Chop chocolate quite finely for more even melting, and add to a mixing bowl. Heat cream or coconut milk until it just begins to boil. Pour over chocolate, add vanilla extract and stir until creamy and the chocolate has melted, then smooth out on a shallow flat dish. Refrigerate for 2 hours or until firm enough to scoop, then roll gently into balls with your hands. They should be a maximum of 2 bites, so no bigger than 30mm in diameter. Once round, roll the truffles in your toppings – cocoa powder, sprinkles, nuts, coconut, powdered sugar, or do a few of each. Set on a baking paper-lined plate, and refrigerate until ready to serve.
For super-charged truffles:
Stir 1 teaspoon of instant coffee, 2 tablespoons of peanut butter, 5ml of orange essence, rum, amaretto, bourbon or Kahlua into the chocolate mix before cooling.
Pro tip: Slightly dampen your hands with cold water before rolling the balls. If it’s melting, keep your hands cold and roll them in small batches, keeping the tray in the fridge between batches.
Boozy Cream Liqueur
In the spirit of the Irish, this easy-to-make recipe is a creamy, dreamy delight and works with a variety of your favourite liquors. Serve it for sipping, as shots, over ice, or just stick a straw in the bottle and go for it.
- 250ml fresh cream
- 1 x 385g can sweetened condensed milk
- 3 tablespoons melted chocolate, chocolate sauce or syrup (optional)
- 1 teaspoon instant coffee granules
- 1 teaspoon vanilla extract
- 400ml booze – whiskey, spiced rum, bourbon or whatever your favourite tipple
To your mixer or blender, add cream, condensed milk, instant coffee granules, chocolate in whichever form, and vanilla, and mix on low speed for 30 seconds – don’t overmix or the cream may split. With the mixer going at a very slow speed, add booze and let it mix in thoroughly. Transfer to glass bottles with tight-fitting lids and refrigerate for up to 2 months. Shake well before using.

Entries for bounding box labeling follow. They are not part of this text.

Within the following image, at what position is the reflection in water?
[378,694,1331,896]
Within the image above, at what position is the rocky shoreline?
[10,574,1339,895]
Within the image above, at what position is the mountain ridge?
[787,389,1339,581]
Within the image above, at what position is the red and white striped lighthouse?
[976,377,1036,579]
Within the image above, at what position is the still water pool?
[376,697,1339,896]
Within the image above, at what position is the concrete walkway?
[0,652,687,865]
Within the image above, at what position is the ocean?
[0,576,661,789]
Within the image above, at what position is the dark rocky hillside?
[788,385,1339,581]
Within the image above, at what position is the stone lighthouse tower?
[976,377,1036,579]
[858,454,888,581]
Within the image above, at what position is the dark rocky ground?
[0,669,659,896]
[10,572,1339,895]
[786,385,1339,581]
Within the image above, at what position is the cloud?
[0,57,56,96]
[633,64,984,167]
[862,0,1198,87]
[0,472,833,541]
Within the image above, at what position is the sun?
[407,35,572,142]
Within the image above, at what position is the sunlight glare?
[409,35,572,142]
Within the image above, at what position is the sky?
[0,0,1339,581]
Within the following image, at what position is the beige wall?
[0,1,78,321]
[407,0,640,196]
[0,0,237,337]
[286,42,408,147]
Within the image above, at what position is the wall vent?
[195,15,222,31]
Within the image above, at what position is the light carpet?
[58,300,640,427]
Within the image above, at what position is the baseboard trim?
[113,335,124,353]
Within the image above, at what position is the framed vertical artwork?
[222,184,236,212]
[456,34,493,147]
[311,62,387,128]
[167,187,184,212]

Traditional Scottish Shortbread
O come all ye faithful gobblers, you’re getting shortbread in your Christmas stocking. Yes please. But it’s not just your grandma’s favourite cookie, it’s beloved worldwide and for good reason. Shortbread is delicious, easy, reliable and also pretty versatile, and actually super cost-effective. Make double, keep half for yourself.
- 240g cake wheat flour
- 230g salted butter, cubed and softened at room temperature
- 120g castor sugar plus extra for dusting (icing sugar is also good for dusting)
- 1 tsp vanilla extract
Preheat oven to 180ºC and grease a baking sheet with soft butter or cooking spray. In a mixing bowl or food processor, add flour, castor sugar, butter and vanilla extract and pulse until combined, and the texture resembles coarse breadcrumbs that form a dough when pressed together. If it’s too dry and crumbly, pulse a bit longer – too wet, add a touch more flour and pulse.

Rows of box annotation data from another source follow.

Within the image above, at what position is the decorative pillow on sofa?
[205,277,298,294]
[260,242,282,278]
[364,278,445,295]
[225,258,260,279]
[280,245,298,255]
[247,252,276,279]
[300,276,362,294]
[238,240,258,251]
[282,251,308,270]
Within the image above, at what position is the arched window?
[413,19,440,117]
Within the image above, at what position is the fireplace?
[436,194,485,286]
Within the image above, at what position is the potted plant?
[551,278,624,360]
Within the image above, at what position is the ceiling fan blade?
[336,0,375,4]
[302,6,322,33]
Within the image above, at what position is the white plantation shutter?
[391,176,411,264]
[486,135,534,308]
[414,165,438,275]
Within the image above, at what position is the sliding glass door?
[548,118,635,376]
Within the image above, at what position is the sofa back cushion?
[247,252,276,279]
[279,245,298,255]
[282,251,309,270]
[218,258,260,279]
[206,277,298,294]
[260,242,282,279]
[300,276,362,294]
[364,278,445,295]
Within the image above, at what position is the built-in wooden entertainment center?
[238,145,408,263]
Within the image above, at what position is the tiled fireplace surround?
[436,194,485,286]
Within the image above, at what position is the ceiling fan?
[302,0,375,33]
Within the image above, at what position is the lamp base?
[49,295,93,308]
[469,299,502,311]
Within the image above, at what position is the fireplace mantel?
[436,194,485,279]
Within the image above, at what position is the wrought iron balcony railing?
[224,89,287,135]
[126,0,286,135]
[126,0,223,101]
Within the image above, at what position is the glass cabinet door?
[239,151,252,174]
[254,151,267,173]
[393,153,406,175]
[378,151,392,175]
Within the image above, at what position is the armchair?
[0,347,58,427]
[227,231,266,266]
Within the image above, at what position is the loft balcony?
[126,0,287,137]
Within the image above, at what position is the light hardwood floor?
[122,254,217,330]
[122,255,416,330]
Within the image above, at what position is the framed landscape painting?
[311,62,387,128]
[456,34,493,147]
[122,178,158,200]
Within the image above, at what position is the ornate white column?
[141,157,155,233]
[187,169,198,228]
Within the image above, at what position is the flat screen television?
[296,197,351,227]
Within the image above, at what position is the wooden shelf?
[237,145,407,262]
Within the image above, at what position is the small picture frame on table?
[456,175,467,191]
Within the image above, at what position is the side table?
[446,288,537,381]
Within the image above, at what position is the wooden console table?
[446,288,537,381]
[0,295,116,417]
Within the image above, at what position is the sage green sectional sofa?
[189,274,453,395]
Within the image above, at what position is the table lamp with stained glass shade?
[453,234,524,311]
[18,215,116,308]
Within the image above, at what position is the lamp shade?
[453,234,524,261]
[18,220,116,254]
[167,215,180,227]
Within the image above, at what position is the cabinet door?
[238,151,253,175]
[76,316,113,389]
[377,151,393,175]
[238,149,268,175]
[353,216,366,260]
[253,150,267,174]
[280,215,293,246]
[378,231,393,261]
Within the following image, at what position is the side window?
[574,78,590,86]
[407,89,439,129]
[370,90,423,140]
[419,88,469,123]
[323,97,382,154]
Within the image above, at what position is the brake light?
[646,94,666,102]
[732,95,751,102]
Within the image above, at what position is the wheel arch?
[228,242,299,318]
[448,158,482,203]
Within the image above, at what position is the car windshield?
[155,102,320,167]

Turn the mixture out on to greased baking pan, and using lightly floured fingers and hands, firmly press and push out the mixture to a firm, even layer, ideally about 1cm thick. Very important: Before baking, use a fork or docking tool to prick or dock the mixture evenly and plentifully. Bake for about 25 minutes, until firm, golden and slightly browned at the edges, then remove tray and cool. I like to cut it while it’s still warm so it doesn’t crumble too much.
Dust with icing or castor sugar and when fully cooled, wrap into gifting parcels and store in a sealed container.
Pro tips: Add chopped almonds, walnuts or peanuts, dried cranberries, finely chopped apricots or chocolate chips to the mixture before pressing into the baking pan.
“Merry Christmas to one and all. I hope this festive holiday season is one to remember with your loved ones. May we meet again next year feeling safe, happy and full, and slightly hungover” – Ant Ellis.